Présentation du rapport annuel de la Cour des comptes – 2023 (débat)
Monsieur le Président, Mesdames et Messieurs, j'ai apprécié le rapport et le travail de la Cour des comptes, en particulier les évaluations relatives aux risques liés aux surcoûts liés au financement de la FRR. Il est notoire qu’en raison de la hausse rapide des taux d’intérêt, les surcoûts liés à l’emprunt au titre de la FRR dans le cadre du CFP actuel pourraient se situer entre 17 et 27 milliards d’EUR. Pour faire face à ces coûts plus élevés, je pense qu'il est nécessaire de prévoir de nouvelles recettes propres et, dans le même temps, de recourir au mécanisme dit en cascade, prévu dans l'accord avec le Conseil de février dernier, qui a donné naissance à l'instrument EURI. Sinon, la seule alternative sera des coupes budgétaires, des coupes budgétaires que nous ne pouvons pas autoriser, également parce qu'il s'agit d'un budget déjà affaibli par l'inflation. L'économie européenne, comme le dit le rapport Draghi, redémarre avec des investissements et non avec des coupes budgétaires.
Budget général de l’Union européenne pour l’exercice 2025 - toutes sections (débat)
(IT) Monsieur le Président, Mesdames et Messieurs, la Commission, je partage la position exprimée par notre rapporteur, M. Negrescu, et je ne partage absolument pas la position du Conseil de désavouer les accords de paiement d'intérêts Next Generation EU et de réduire les programmes Horizon, Erasmus et autres d'environ 1,5 milliard d'euros du budget 2025, affaiblissant ainsi l'économie et la compétitivité de l'Union européenne et des États membres. Je suis donc d'accord avec la position de la commission des budgets de rejeter les réductions et d'augmenter les crédits pour la recherche, la santé, Erasmus, l'agriculture, l'environnement, l'aide humanitaire et le Parquet européen. Président, Commission, collègues, la croissance et la compétitivité de l'Union européenne et de ses États membres sont relancées par le renforcement des investissements et le rejet des coupes budgétaires.
Taxer les super-riches pour mettre un terme à la pauvreté et réduire les inégalités: adhésion de l'UE à la proposition de la présidence du G20 (débat d'actualité)

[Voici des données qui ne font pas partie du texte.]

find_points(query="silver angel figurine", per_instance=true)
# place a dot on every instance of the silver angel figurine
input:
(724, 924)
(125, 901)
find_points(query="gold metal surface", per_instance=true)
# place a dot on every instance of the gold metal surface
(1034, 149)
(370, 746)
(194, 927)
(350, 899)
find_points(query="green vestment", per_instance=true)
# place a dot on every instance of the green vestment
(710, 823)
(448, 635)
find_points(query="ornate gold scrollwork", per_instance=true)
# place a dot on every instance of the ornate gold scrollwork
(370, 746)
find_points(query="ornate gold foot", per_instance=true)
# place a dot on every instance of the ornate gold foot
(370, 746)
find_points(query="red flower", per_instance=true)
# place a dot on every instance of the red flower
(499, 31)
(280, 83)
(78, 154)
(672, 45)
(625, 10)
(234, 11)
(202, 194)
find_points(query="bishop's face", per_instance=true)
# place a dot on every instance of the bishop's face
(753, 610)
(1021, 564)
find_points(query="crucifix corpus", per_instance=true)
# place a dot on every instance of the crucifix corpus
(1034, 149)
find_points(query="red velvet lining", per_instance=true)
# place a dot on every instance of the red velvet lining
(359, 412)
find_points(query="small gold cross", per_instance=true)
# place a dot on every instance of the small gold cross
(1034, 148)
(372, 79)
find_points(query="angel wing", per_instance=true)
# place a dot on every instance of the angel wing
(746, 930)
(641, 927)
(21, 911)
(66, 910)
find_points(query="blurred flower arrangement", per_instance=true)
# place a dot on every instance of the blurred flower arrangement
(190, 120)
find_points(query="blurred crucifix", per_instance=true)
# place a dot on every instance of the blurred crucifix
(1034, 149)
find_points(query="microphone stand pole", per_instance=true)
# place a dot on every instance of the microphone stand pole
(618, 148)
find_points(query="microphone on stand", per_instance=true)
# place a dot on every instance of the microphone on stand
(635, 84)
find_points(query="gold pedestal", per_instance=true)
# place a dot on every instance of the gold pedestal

Monsieur le Président, Mesdames et Messieurs, je pense que nous devons soutenir fermement la proposition du G20 visant à taxer correctement les revenus des super-riches afin de réduire la pauvreté et les inégalités. Un programme soutenu par la secrétaire du Parti démocrate Elly Schlein et le groupe S&D pour un système fiscal plus équitable afin de garantir des services essentiels aux citoyens, tels que la santé et l’éducation, et des ressources pour investir dans l’emploi et la transition écologique. Chacun est tenu de contribuer aux dépenses publiques en raison de sa capacité contributive. « Le système fiscal s'appuie sur des critères progressifs » se lit l'article 53 de la Constitution italienne. Parce qu'il est juste que ceux qui ont plus, paient plus et ceux qui ont moins, paient moins. L'Europe doit condamner les amnisties fiscales et lutter également contre l'évasion fiscale afin de réduire l'imposition des classes moyennes, des travailleurs et des retraités. La récente directive relative à une imposition minimale de 15 % pour les multinationales constitue un pas en avant. Nous continuons dans cette direction pour un système fiscal plus juste et une société plus juste.
Madame la Présidente, Mesdames et Messieurs, je vous remercie, Monsieur le Président, également d'avoir souhaité cette séance. C ' est un honneur pour moi de me souvenir en cette Chambre du juge Paolo Borsellino et des agents de son escorte Agostino Catalano, Emanuela Loi, Vincenzo Li Muli, Walter Eddie Cosina et Claudio Traina, personnes héroïquement engagées dans la lutte pour la légalité, tuées par la mafia dans ma ville, Palerme, le 19 juillet 1992. Après de nombreuses années, nous nous joignons à la douleur des familles des victimes, qui demandent encore aujourd'hui à connaître la vérité sur le massacre. Parmi les membres de la famille, je voudrais mentionner Rita Borsellino, sœur du juge, qui a été membre de ce Parlement lors de la septième législature et qui, après le massacre de Via D'Amelio, a passé sa vie à répandre les valeurs de légalité et de justice, en particulier parmi les jeunes. Je suis sûr qu'au cours de cette législature, sous votre direction, Monsieur le Président, le Parlement européen travaillera avec le même engagement envers les mêmes valeurs.